We at Stephens & Stephens can guide the way, help you clarify if you did indeed work at a EEOICPA Covered Facility, and help you file or refile a claim. The result? You may finally get the compensation you deserve.
Here at Stephens & Stephens, LLP, we are continually studying the Energy Employees Occupational Illness Compensation Act (EEOICPA), from every angle, in order to understand all of its facets. This study includes not only the Act itself, but the entire process of Atomic Weapons Employment that produced the somewhat less than ideal working conditions that led to the Act’s passage in the first place.
To that end, we have recently completed a complete list of EEOICPA Covered Facilities—all 382 sites currently covered by the Act—with links to individual pages that describe each site’s location, activities, type (Atomic Weapons Employer [AWE], Department of Energy [DOE], Beryllium Employer [BE], etc.), EEOICP claims statistics, and time frames when the sites were active. As is the nature of the beast, these pages can be variously either incredibly detailed or somewhat vague, depending on the currently available open sources of information. We have also provided a List and relevant pages for worksites that fall under the Special Exposure Cohort (SEC) provision of the Act.
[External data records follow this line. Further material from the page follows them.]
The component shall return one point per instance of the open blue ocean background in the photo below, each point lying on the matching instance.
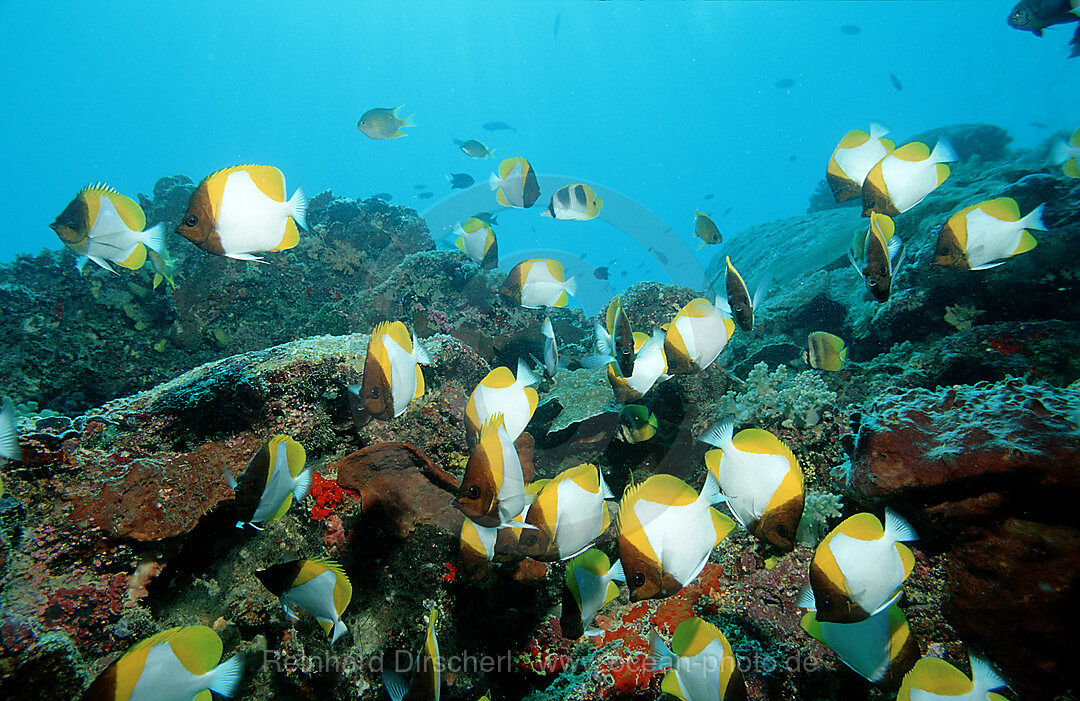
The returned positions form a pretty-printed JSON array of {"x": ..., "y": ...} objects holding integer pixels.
[{"x": 730, "y": 108}]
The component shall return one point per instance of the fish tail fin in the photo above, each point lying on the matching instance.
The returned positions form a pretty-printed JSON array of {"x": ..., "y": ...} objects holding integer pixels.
[
  {"x": 1034, "y": 219},
  {"x": 660, "y": 657},
  {"x": 302, "y": 484},
  {"x": 711, "y": 490},
  {"x": 298, "y": 209},
  {"x": 720, "y": 433},
  {"x": 9, "y": 432},
  {"x": 943, "y": 151},
  {"x": 394, "y": 683},
  {"x": 983, "y": 674},
  {"x": 896, "y": 527},
  {"x": 154, "y": 238},
  {"x": 526, "y": 376},
  {"x": 226, "y": 676}
]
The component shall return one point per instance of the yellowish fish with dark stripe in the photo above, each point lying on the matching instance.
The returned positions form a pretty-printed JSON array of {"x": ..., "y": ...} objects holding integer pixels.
[
  {"x": 983, "y": 236},
  {"x": 860, "y": 568},
  {"x": 275, "y": 476},
  {"x": 761, "y": 480},
  {"x": 316, "y": 585},
  {"x": 905, "y": 177},
  {"x": 933, "y": 679},
  {"x": 702, "y": 666},
  {"x": 825, "y": 351},
  {"x": 666, "y": 533},
  {"x": 569, "y": 513},
  {"x": 851, "y": 162},
  {"x": 242, "y": 211},
  {"x": 392, "y": 375},
  {"x": 590, "y": 584},
  {"x": 106, "y": 227},
  {"x": 177, "y": 664}
]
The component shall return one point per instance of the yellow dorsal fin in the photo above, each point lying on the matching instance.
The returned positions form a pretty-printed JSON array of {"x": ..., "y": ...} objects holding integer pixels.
[
  {"x": 692, "y": 635},
  {"x": 197, "y": 647},
  {"x": 1001, "y": 209},
  {"x": 863, "y": 526},
  {"x": 499, "y": 378},
  {"x": 913, "y": 151}
]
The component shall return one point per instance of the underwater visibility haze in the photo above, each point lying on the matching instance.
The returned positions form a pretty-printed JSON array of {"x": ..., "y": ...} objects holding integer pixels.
[{"x": 540, "y": 350}]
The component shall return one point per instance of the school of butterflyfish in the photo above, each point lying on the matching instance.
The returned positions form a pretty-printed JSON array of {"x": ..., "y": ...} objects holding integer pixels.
[{"x": 665, "y": 529}]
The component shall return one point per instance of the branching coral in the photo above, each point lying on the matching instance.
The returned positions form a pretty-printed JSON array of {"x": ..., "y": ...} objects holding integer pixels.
[{"x": 779, "y": 395}]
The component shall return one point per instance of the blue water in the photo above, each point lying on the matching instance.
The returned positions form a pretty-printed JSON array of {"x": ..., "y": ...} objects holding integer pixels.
[{"x": 663, "y": 103}]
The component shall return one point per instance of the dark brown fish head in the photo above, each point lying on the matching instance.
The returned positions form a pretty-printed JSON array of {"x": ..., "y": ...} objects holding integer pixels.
[
  {"x": 71, "y": 225},
  {"x": 948, "y": 252},
  {"x": 477, "y": 496},
  {"x": 197, "y": 225},
  {"x": 832, "y": 602},
  {"x": 279, "y": 579},
  {"x": 778, "y": 526},
  {"x": 644, "y": 576},
  {"x": 375, "y": 391},
  {"x": 876, "y": 200}
]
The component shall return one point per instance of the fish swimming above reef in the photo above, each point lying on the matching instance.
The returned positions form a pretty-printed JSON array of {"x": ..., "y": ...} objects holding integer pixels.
[
  {"x": 905, "y": 177},
  {"x": 590, "y": 584},
  {"x": 473, "y": 148},
  {"x": 1036, "y": 15},
  {"x": 318, "y": 585},
  {"x": 761, "y": 480},
  {"x": 1067, "y": 154},
  {"x": 382, "y": 122},
  {"x": 569, "y": 513},
  {"x": 275, "y": 475},
  {"x": 697, "y": 335},
  {"x": 705, "y": 229},
  {"x": 878, "y": 256},
  {"x": 983, "y": 236},
  {"x": 476, "y": 240},
  {"x": 176, "y": 664},
  {"x": 859, "y": 569},
  {"x": 701, "y": 662},
  {"x": 650, "y": 366},
  {"x": 666, "y": 531},
  {"x": 636, "y": 423},
  {"x": 9, "y": 433},
  {"x": 493, "y": 488},
  {"x": 880, "y": 648},
  {"x": 851, "y": 162},
  {"x": 241, "y": 211},
  {"x": 539, "y": 282},
  {"x": 106, "y": 227},
  {"x": 427, "y": 683},
  {"x": 460, "y": 180},
  {"x": 825, "y": 351},
  {"x": 515, "y": 184},
  {"x": 574, "y": 203},
  {"x": 933, "y": 678},
  {"x": 392, "y": 375},
  {"x": 500, "y": 393},
  {"x": 739, "y": 304}
]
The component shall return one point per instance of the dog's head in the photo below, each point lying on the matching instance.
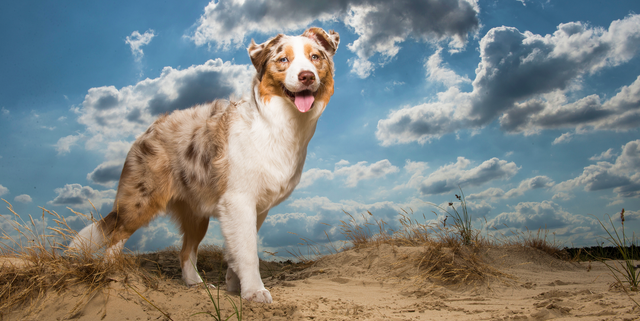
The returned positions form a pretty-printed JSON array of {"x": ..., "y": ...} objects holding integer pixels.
[{"x": 297, "y": 68}]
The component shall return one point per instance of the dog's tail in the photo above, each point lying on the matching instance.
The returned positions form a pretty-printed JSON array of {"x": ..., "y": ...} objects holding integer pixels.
[{"x": 95, "y": 235}]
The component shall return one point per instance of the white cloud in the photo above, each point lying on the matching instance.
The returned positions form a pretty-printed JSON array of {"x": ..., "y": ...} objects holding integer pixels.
[
  {"x": 535, "y": 215},
  {"x": 354, "y": 173},
  {"x": 361, "y": 171},
  {"x": 24, "y": 198},
  {"x": 108, "y": 173},
  {"x": 522, "y": 79},
  {"x": 608, "y": 154},
  {"x": 623, "y": 176},
  {"x": 312, "y": 175},
  {"x": 77, "y": 196},
  {"x": 64, "y": 144},
  {"x": 448, "y": 177},
  {"x": 137, "y": 40},
  {"x": 564, "y": 138},
  {"x": 438, "y": 73},
  {"x": 380, "y": 25},
  {"x": 492, "y": 194},
  {"x": 112, "y": 114}
]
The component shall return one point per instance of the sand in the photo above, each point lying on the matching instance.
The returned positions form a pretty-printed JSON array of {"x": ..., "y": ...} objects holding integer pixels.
[{"x": 375, "y": 284}]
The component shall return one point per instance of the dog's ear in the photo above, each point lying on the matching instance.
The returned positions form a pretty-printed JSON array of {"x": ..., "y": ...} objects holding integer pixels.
[
  {"x": 329, "y": 41},
  {"x": 259, "y": 54}
]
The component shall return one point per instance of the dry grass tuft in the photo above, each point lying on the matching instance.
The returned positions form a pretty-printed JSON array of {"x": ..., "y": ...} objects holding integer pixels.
[
  {"x": 447, "y": 256},
  {"x": 35, "y": 260}
]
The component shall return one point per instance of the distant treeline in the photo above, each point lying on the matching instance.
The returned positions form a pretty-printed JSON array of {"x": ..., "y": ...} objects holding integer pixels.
[{"x": 607, "y": 252}]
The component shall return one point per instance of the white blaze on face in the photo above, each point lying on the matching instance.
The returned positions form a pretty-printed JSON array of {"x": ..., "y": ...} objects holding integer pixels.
[{"x": 301, "y": 62}]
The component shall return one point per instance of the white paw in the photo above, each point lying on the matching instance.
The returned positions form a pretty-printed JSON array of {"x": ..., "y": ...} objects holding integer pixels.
[
  {"x": 262, "y": 296},
  {"x": 196, "y": 285},
  {"x": 233, "y": 282}
]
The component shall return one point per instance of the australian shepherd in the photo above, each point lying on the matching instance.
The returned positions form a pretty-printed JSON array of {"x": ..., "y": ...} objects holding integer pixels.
[{"x": 233, "y": 160}]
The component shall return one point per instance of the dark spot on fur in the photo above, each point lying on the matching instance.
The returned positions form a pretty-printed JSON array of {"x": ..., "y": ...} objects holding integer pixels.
[
  {"x": 141, "y": 188},
  {"x": 109, "y": 222},
  {"x": 183, "y": 178},
  {"x": 190, "y": 153},
  {"x": 206, "y": 161},
  {"x": 145, "y": 149},
  {"x": 126, "y": 170}
]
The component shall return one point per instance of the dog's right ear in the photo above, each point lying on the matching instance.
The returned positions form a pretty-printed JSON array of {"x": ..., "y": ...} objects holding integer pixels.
[{"x": 260, "y": 54}]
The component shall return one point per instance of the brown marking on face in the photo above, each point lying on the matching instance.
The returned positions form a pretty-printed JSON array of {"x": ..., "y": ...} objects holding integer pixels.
[
  {"x": 324, "y": 67},
  {"x": 261, "y": 53},
  {"x": 275, "y": 74}
]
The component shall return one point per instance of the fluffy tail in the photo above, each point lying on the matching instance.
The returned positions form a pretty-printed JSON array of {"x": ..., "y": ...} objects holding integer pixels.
[{"x": 94, "y": 236}]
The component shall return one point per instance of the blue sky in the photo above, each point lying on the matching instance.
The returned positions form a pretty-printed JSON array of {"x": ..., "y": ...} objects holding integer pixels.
[{"x": 532, "y": 107}]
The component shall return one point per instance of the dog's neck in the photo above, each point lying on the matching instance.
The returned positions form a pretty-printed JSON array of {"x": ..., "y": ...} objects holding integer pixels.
[{"x": 282, "y": 120}]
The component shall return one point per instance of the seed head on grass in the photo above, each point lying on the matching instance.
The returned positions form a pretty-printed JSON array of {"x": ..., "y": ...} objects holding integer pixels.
[{"x": 45, "y": 264}]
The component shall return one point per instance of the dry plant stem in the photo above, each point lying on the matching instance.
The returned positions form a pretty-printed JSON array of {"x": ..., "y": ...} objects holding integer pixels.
[
  {"x": 47, "y": 265},
  {"x": 626, "y": 272}
]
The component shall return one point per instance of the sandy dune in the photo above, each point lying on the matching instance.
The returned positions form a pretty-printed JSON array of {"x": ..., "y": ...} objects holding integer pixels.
[{"x": 373, "y": 284}]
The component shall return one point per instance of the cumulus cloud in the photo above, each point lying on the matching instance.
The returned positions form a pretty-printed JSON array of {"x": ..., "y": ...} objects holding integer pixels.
[
  {"x": 380, "y": 25},
  {"x": 64, "y": 144},
  {"x": 608, "y": 154},
  {"x": 312, "y": 175},
  {"x": 623, "y": 176},
  {"x": 494, "y": 193},
  {"x": 354, "y": 173},
  {"x": 535, "y": 215},
  {"x": 438, "y": 73},
  {"x": 24, "y": 198},
  {"x": 110, "y": 113},
  {"x": 77, "y": 196},
  {"x": 137, "y": 40},
  {"x": 448, "y": 177},
  {"x": 522, "y": 79},
  {"x": 361, "y": 171},
  {"x": 108, "y": 172},
  {"x": 564, "y": 138}
]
The site descriptions often constitute a ponderous collection of details that would require even the most devoted student of the realm to spend large amounts of time to review. Understanding the material can require learning everything from nuclear physics to geography to territorial rights, all of which likely involves more time and patience than most people possess.
However, the Nuclear Age we live in was maturing in tandem with the Video Age we are now also fully immersed in at literally every turn. Further, we have entered a time when vast amounts of formerly classified information about the Manhattan Engineering District (MED), —which created the bombs dropped on Hiroshima and Nagasaki—and the subsequent Cold War are becoming freely available.
Therefore, it seemed only both reasonable and logical to share all available video documentation in our growing Library of data concerning the EEOICPA. The videos cover everything from the construction (and occasional demolition) of various sites to detailed documentation of nuclear bomb testing in Alaska, the Pacific Ocean, and Nevada to eminent physicist Richard Feynman’s highly amusing recollections of working with Oppenheimer at Los Alamos National Laboratory. Other videos serve to simplify complex nuclear science into language and images that make them understandable without becoming mired in minutiae. Still others document interviews with former workers and their struggles with both certain EEOICPA covered facilities and the Act.
In line with our fundamental aim of keeping as much information as possible both freely accessible and easily available, we have embedded the videos on their respective pages and linked to all of them on our Video Page, extended to complement Hugh’s concise explanation of the Act itself.